Many people believe there exists a single person who is their perfect partner or "soul mate." That may be true, but then I certainly hope that my soul mate does not live in a remote village in India. Suppose that my soul mate was born, like me, in the 1960s. Limiting myself to women who are still alive, and assuming that half of them have already met their soul mates, I have perhaps 200 million potential partners. If I meet two potential partners a day, there's a 50/50 chance I will find my soul mate within a quarter of a million years.
OK, the strategy of meeting every woman I can until I find my soul mate doesn't sound too promising. So what's my best alternative? If I accept that I won't meet "the one," when should I think I've met the best one available, given the amount of time and effort I can reasonably allocate to looking for a partner?
Let's start by thinking of a day in my life. At the time of this writing, I am not seeing anyone seriously. So here is a partial list of things I hoped to accomplish today when I woke up this morning: meet (or at least connect with) my next life partner, do some analysis for an academic paper that I am working on, do the New York Times crossword puzzle, get updated on the news through the newspaper and NPR, eat something truly delicious, exercise, spend some quality time with my children, walk my dog, and practice the piano. I could actually go on and on, but let's start there.
The more of those things I accomplish today, the happier I will be when I go to sleep tonight. In economist terms, doing more of those things (and, if I'm lucky, having some other unexpected good things happen) will make my utility higher when I go to bed tonight. As I go through my day, I'm making thousands of little decisions. What will I eat? Should I play that piano piece one more time? Should I run one more regression, or am I convinced my economics paper is correct?
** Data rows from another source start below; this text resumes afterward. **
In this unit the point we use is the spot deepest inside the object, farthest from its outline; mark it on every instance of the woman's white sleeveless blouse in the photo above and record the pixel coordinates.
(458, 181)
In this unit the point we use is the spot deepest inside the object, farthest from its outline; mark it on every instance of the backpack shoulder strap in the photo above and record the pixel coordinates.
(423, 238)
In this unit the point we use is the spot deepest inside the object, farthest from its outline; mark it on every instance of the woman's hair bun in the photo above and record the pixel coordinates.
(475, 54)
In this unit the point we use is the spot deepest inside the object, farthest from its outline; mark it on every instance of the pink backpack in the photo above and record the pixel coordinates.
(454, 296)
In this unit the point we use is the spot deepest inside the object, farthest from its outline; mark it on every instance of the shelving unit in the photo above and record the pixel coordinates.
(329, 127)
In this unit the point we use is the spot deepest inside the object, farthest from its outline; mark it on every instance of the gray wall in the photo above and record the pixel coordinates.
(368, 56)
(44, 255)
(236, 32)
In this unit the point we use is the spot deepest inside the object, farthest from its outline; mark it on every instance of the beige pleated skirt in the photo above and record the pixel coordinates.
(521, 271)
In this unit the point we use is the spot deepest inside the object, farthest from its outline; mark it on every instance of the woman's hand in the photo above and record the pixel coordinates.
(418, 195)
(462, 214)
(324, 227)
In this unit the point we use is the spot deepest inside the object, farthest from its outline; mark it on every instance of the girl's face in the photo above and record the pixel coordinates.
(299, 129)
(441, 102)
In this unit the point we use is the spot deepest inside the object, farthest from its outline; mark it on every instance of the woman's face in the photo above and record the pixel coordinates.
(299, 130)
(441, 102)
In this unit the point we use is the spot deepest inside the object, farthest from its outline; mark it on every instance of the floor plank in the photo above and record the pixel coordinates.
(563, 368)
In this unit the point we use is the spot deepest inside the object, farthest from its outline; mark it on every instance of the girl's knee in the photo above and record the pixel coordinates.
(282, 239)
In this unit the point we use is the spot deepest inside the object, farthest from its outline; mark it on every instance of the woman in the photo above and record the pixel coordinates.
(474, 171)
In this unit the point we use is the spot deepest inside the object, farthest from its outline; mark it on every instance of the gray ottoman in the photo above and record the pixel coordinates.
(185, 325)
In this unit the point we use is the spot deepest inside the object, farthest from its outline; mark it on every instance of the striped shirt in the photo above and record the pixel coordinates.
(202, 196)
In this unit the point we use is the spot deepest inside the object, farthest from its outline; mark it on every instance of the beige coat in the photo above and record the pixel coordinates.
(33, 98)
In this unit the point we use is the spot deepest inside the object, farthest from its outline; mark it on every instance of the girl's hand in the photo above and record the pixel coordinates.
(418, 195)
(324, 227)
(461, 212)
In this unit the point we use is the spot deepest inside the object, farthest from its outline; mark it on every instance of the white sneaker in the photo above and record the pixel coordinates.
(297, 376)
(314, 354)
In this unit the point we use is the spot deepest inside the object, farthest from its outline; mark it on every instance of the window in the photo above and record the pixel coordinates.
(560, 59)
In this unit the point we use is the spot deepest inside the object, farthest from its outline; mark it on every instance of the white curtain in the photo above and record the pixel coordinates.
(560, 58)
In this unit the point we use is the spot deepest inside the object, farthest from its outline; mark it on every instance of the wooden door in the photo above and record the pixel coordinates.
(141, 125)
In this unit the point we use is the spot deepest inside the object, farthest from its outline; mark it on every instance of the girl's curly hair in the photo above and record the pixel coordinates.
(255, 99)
Each one is driven implicitly by what I think will make me happiest.
I will often have to make decisions that will affect my utility in unpredictable ways, though, so some of my end-of-day utility will be higher or lower than I expect when I decide what to do.
So now consider me, sitting in front of my computer screen, reviewing profiles on OkCupid or inspecting the e-mails that OkCupid sends me suggesting particular women. I spend quite a bit of time doing such perusing, as well as contacting and following up with women. To be perfectly honest, I would rather not do that. I have a lot of other things I would rather do (or feel I should do) with my time, as you may remember from my ambitious list of plans. But I will review another profile if I think the additional utility from the chance that that person will become my life partner outweighs the additional utility I will get from using the time in some other manner.
This idea of utility is simultaneously one of the most abstract and intuitively appealing concepts in economics. It's just an economist's way to keep score of how happy someone is. If I have a satisfying long-term relationship, or even a good first date, that makes me happy—it increases my utility. So I spend time on OkCupid in the hope that I will meet someone who will someday increase my utility.
We are all constantly making decisions that maximize our expected utility. You are, in fact, doing this as we speak; at some level, you're asking yourself if you would be happier if you continued reading this book than you would be if you put it down and did something else. Notice that I said you are maximizing your expected utility. This is because you have to make some choices when you are uncertain about how they will pay off. You may regret them later, but you essentially are making a lot of best guesses about how your decisions in the present will impact your utility in the future.
Search models in economics analyze the trade-offs that people face regularly when deciding whether to accept the best option available or to keep looking. In the online dating world, this means I know that looking at one more profile creates some chance that this person will turn out to be the absolute love of my life and will make me happier than any woman ever could. When I think of it that way, I almost
feel a responsibility to go look at another profile. How can I sit here writing this book when the very next woman I look at on Match.com could be the best match for me? But we all know that logic like that doesn't work—we don't spend an unlimited amount of time looking for a perfect match.
We settle. There, I said it. You don't want to admit it. You love your mate and think he or she is the greatest. Or, if you are still looking, you are hoping you will find someone "perfect." But you won't. I don't want to burst your bubble, but you just are not going to find the perfect match. Even if he or she is out there, you almost definitely won't find that person. At some point, you will say to yourself (though I recommend you do not say this out loud), "My partner is truly wonderful. If I kept looking, I could probably do better. But I have to earn a living, make dinner, practice the piano, and do a bunch of other stuff. So I'm going to settle for this person and move on with life. It could certainly be a lot worse."